La Terapia Gestat sostiene que todos llevamos dentro un Niño Interior que guarda las impresiones fuertes que nos afectaron en los primeros años de vida, las necesidades insatisfechas, las situaciones que provocaron dolor. Estas emociones siguen intactas sin que seamos concientes, determinando las relaciones que en el presente tenemos con los demás. De acuerdo a esta línea de pensamiento, sanar esas heridas de manera rápida y efectiva es posible, trabajando con el Niño Interior.

“El Niño Interior viene a sanar las heridas primarias que uno tiene y que generalmente se producen por lo que esperaba de los padres y lo que realmente obtuvo. Quizás de niños nos sentimos solos, abandonados y todas esas cuestiones se actualizan en la adultez.
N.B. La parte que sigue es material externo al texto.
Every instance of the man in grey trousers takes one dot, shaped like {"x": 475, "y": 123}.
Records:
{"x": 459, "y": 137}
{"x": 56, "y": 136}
Se descubrió que, a través de sanar el Niño Interior, la gente tiene mejores vínculos con los demás, porque ya no pide a otros que cubra las necesidades que tuvo desde niño”, explicó la psicóloga Perla Correa Salgado en el programa El Espejo (Radio Show Chajarí).

¿En qué consiste la sanación del Niño Interior?
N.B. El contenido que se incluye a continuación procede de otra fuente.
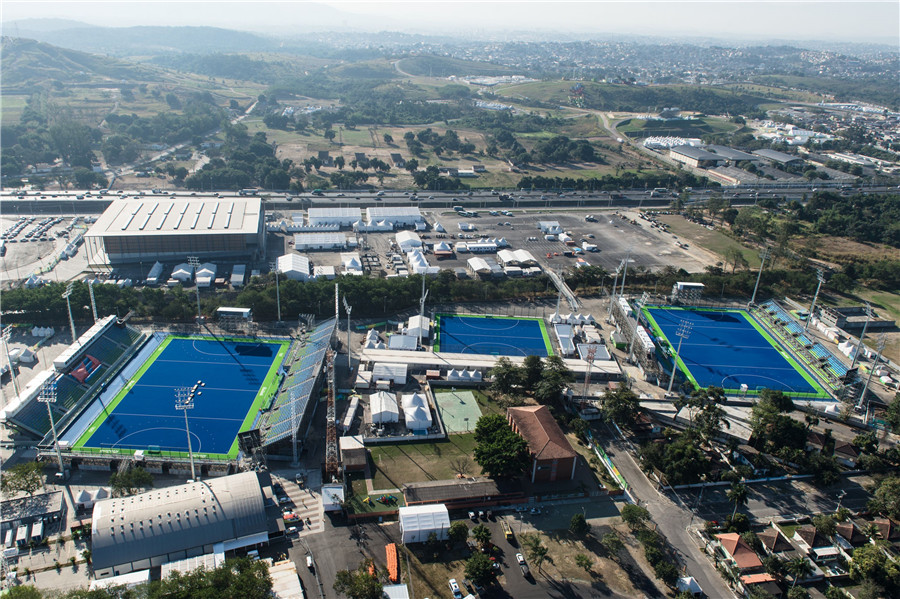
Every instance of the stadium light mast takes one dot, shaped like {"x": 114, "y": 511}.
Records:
{"x": 93, "y": 301}
{"x": 274, "y": 266}
{"x": 859, "y": 344}
{"x": 194, "y": 262}
{"x": 184, "y": 401}
{"x": 759, "y": 276}
{"x": 67, "y": 294}
{"x": 7, "y": 332}
{"x": 683, "y": 332}
{"x": 48, "y": 396}
{"x": 348, "y": 308}
{"x": 862, "y": 396}
{"x": 820, "y": 274}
La sanación del Niño Interior se realiza de muchas maneras. “Puede ser a través de meditaciones guiadas que nos pueden ayudar a registrar experiencias de la infancia; escritura de cartas a una persona que nos hirió (que nunca se entregan); hablar a una silla vacía como si fuera quien nos lastimó, entre otras técnicas. El terapeuta ayuda a visualizar lo que quedó guardado en nuestro interior”, indicó Correa Salgado.

PERLA CORREA SALGADO. «La sanación no solo tiene que ver con los primeros años de la infancia sino que también puede ser transgeneracional».
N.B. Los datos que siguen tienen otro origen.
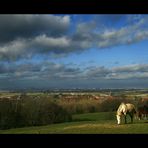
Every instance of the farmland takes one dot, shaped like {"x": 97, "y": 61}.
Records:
{"x": 68, "y": 112}
{"x": 91, "y": 123}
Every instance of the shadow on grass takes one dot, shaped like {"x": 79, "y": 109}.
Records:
{"x": 84, "y": 119}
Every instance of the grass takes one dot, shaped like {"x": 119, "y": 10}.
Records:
{"x": 90, "y": 123}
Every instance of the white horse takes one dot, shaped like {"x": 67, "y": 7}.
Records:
{"x": 125, "y": 109}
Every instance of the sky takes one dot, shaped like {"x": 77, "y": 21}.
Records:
{"x": 69, "y": 51}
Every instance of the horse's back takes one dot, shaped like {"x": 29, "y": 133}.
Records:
{"x": 131, "y": 107}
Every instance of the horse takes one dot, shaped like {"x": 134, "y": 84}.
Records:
{"x": 142, "y": 112}
{"x": 125, "y": 109}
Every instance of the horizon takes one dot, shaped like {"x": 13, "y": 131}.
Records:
{"x": 73, "y": 51}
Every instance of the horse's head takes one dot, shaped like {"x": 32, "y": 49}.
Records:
{"x": 122, "y": 110}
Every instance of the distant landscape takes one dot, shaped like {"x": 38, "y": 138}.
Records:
{"x": 73, "y": 111}
{"x": 69, "y": 73}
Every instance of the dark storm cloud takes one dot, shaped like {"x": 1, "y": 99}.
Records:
{"x": 22, "y": 26}
{"x": 23, "y": 36}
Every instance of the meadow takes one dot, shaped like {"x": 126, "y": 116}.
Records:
{"x": 89, "y": 123}
{"x": 73, "y": 113}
Sanación transgeneracional

“Comenzamos con los primeros años de la infancia, pero luego seguimos hacia atrás: abuelos, bisabuelos, tatarabuelos. Porque, así como heredamos el color de pelo, de piel, de los ojos, también heredamos los traumas de nuestros antepasados. Entonces lo que no se resolvió en una generación, es probable que se actualice en la siguiente o en la subsiguiente”, dijo.

Los traumas de nuestros antepasados llegan a nosotros sin necesidad de que nadie nos hable de ellos. “Tenemos un inconciente colectivo que se transmite de generación en generación. Uno crea mitos en la familia, pero cuando empezamos a escarbar, encontramos algunas mentiras (grandes o pequeñas). Tenemos un legado familiar que también debemos sanar”. A modo de ejemplo, agregó: “Puede que una nieta encuentre siempre parejas infieles y no sabe por qué… Y puede que en el árbol familiar encuentre que el abuelo tenía una familia paralela… Tal vez siempre creyó que el abuelo era impoluto y divino, pero gracias al Niño Interior, quizás empiece a ver las memorias con las que carga. Haciendo conciente esa memoria inconciente, puede trabajarla y sanar”.

Si bien todos acarreamos con heridas de la infancia, en algunos casos la repercusión en el presente se siente con más peso. Los síntomas pueden ser muchos. “Una persona puede tener ataques de ira con sus hijos o con su marido; o puede estar enojada con la vida y agarrárselas con todo el mundo… Un gran problema es que no nos enseñaron a gestionar conflictos sino el paradigma del sacrificio para lograr cosas en la vida y hoy hablamos del paradigma del dejar fluir. Jorodowsky dice que atraemos a aquellas personas perfectas para aprender y evolucionar; personas que nos traen problemas y aunque no nos demos cuenta, pero en realidad nos están mostrando que debemos amarnos más, porque hasta que yo no me ame voy a seguir teniendo jefes déspotas, vecinas que me ignoran, parejas que me maltratan”.

En definitiva, la sanación del Niño Interior apunta al autoconocimiento, al contacto con uno mismo, a la introspección, para conectarnos con las situaciones que nos hirieron y que en la actualidad se actualizan con una palabra, un grito, una reacción de otra persona, recreándonos el mismo dolor que sentimos de niños. Darnos cuenta de qué fue lo que nos lastimó, es la clave para poder sanar, posicionarnos en otro lugar, tener relaciones más sanas y un presente mejor.